Japonya ile başlayan Uzak ve Güney Asya'daki elektronik ve dijital üretimin gelişmesini tepkisiz şekilde izlemiştir. ABD de özellikle ucuz ve masif üretimi tepkisiz izlemiş olsa da yüksek teknolojiyi tekelinde tutmuştur. Bu gelişmelerin birçoğunda geride kalan Rusya bildiği en iyi işi, yani silah üretimini yapmayı sürdürmüştür. Yüksek tahrip gücüne sahip füzeleri, nükleer silahları ile masada kalmaya devam edeceği görünmektedir.
Ukrayna için az yer ayırdığımızın farkındayım. Ama savaş bir anda Avrupa'ya dönmüş bulunmaktadır. Rahmetli Mahir Kaynak “ABD'nin Irak müdahalesi ve işgali için asıl mesele küresel güç mücadelesinde yapılmış bir hamledir. Irak bu operasyonun kod ismi olabilir” derdi. Ukrayna’nın da böyle olduğu görülmektedir. ABD açısından Ukrayna’nın bölünmesi, bir kısım toprağının Rusya’ya verilmesi ana Amerikan çıkarlarına zarar vermediği ölçüde önem taşımamaktadır. Aynı şekilde Doğu Avrupa'nın bir kısmını da Rusya nüfuzuna terk edebilir. Herşey artık büyük oyuncuların müzakeresine, büyük kazançların teminine bağlıdır, küçük güçlerin söz hakkı yoktur.

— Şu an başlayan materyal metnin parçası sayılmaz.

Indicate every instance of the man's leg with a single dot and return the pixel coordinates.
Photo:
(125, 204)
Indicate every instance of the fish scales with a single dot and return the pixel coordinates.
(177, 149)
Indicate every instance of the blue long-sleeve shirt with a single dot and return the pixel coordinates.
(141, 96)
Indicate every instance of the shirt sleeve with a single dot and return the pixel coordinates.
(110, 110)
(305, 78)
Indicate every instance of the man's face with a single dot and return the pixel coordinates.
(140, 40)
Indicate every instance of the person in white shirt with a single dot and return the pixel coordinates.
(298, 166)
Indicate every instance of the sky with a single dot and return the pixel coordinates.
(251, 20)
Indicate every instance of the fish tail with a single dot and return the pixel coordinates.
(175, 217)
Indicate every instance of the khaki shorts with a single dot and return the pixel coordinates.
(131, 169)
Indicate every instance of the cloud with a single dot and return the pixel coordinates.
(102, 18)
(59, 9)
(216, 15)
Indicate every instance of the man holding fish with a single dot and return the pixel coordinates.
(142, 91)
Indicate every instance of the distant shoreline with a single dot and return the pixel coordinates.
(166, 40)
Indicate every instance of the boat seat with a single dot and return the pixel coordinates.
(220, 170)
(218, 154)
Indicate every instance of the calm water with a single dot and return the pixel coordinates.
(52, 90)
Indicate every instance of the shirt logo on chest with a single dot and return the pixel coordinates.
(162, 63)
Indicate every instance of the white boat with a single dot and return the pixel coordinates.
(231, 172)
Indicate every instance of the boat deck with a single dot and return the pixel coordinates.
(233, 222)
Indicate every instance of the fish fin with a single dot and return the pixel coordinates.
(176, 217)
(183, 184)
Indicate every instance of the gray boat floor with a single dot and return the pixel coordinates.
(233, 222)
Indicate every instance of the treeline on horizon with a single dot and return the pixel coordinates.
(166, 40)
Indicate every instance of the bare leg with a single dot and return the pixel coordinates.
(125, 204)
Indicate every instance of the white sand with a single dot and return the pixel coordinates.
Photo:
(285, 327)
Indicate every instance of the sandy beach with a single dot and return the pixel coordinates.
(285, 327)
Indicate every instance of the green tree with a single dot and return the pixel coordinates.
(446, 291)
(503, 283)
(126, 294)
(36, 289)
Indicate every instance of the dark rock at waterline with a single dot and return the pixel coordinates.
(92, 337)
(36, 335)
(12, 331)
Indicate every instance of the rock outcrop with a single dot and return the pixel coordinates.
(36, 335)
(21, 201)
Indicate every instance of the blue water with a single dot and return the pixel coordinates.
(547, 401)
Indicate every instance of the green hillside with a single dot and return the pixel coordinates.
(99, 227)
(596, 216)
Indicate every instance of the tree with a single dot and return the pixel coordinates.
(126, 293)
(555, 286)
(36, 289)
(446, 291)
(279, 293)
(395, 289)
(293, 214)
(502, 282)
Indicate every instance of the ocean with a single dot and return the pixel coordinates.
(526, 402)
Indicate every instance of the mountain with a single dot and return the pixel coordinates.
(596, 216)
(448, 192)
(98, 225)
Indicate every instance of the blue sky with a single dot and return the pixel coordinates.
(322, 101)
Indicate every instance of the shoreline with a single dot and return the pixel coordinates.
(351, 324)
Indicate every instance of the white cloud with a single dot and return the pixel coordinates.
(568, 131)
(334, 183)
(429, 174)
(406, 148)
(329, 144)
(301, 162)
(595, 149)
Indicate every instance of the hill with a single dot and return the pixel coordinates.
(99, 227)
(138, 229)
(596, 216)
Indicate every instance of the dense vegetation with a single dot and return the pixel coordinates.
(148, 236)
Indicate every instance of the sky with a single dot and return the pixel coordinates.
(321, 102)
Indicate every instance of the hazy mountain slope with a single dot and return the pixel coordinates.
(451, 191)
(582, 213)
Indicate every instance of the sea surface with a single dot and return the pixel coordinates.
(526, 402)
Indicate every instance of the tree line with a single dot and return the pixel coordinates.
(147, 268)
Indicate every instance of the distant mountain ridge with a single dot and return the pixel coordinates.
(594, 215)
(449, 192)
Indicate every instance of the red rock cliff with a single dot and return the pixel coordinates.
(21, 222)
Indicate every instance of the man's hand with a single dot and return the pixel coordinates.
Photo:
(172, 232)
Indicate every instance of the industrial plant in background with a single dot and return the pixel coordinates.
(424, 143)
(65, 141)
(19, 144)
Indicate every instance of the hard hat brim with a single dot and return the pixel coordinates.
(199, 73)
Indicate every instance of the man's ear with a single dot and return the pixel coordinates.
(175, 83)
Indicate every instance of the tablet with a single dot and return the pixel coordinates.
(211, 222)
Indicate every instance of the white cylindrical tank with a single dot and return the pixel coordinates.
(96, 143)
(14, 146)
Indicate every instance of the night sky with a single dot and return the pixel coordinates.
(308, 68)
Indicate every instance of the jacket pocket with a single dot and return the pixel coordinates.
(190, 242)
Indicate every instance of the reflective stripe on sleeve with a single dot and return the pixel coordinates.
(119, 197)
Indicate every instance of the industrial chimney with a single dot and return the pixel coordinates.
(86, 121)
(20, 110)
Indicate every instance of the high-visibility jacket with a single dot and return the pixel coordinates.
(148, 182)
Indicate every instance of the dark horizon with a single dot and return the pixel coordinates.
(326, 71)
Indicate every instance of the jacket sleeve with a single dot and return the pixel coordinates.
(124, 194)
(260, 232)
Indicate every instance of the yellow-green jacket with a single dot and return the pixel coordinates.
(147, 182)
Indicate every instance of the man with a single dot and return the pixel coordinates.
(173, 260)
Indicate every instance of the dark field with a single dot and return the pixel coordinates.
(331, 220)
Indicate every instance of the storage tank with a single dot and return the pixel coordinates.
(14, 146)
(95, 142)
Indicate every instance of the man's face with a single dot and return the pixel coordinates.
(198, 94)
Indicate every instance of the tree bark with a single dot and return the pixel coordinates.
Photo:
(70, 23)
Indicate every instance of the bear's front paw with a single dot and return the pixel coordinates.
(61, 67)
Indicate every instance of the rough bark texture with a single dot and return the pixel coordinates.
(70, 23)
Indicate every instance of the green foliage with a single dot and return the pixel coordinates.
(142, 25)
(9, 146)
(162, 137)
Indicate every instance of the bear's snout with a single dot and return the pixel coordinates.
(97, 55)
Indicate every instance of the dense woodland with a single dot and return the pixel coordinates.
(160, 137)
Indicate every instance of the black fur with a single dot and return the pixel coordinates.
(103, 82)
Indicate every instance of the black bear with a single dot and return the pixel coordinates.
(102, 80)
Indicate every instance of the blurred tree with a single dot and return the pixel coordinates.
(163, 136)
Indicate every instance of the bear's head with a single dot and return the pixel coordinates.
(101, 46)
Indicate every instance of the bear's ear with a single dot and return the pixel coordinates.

Avrupalı güçlerin bir uzantısına dönüşen Ukrayna’nın Rusya karşısında aşırı kayıplara maruz bırakılması, sadece Ukrayna’nın değil Avrupa'nın da kaybı olacaktır. Rusya’ya Dinyester’in ötesinde nüfuz alanı açılması Rusya'nın Avrupa'nın doğusunda hard power kullanması için cesaret verebilir. Trump'ın onur kırıcı davranışı ABD'nin böylesi bir inisiyatif hakkını verebileceğini düşündürmektedir. Böylesi bir duruma düşmemek için Avrupa'nın bir dönem gümrük tarifeleri ve NATO harcamaları ya da savaş tazminatları gibi farklı başlıklar altında ABD'ye haraç vermeye devam edeceği öngörülebilir. Küresel denklemden Avrupa'nın tamamen çıkmasının güç ve hegemonya dışında derin etkileri olacaktır. Henüz bu boşluğu dolduracak evrensel bir ilkeler, değerler dizgesi oluşmadığı gibi bu soyut dünyayı temsil ve tahakkuk ettirecek bir güç adayı bile bulunmamaktadır. Yunan bilim ve düşüncesini Helenizasyon Çağında yeşertecek İskender de mevcut değildir…
Halihazırda etkilerini hissetmeye başladığımız küresel ısınma, iklim krizi, kavimler göçü, kavimler çatışması gibi öngörülen sıradışı olaylar ve öngöremediğimiz daha farklı felaketlerin vuku bulması halinde küresel belirsizlikler cevapsızdır. Avrupa'ya inen buzul çağının daha büyük bir coğrafyayı kapsaması da olasıdır.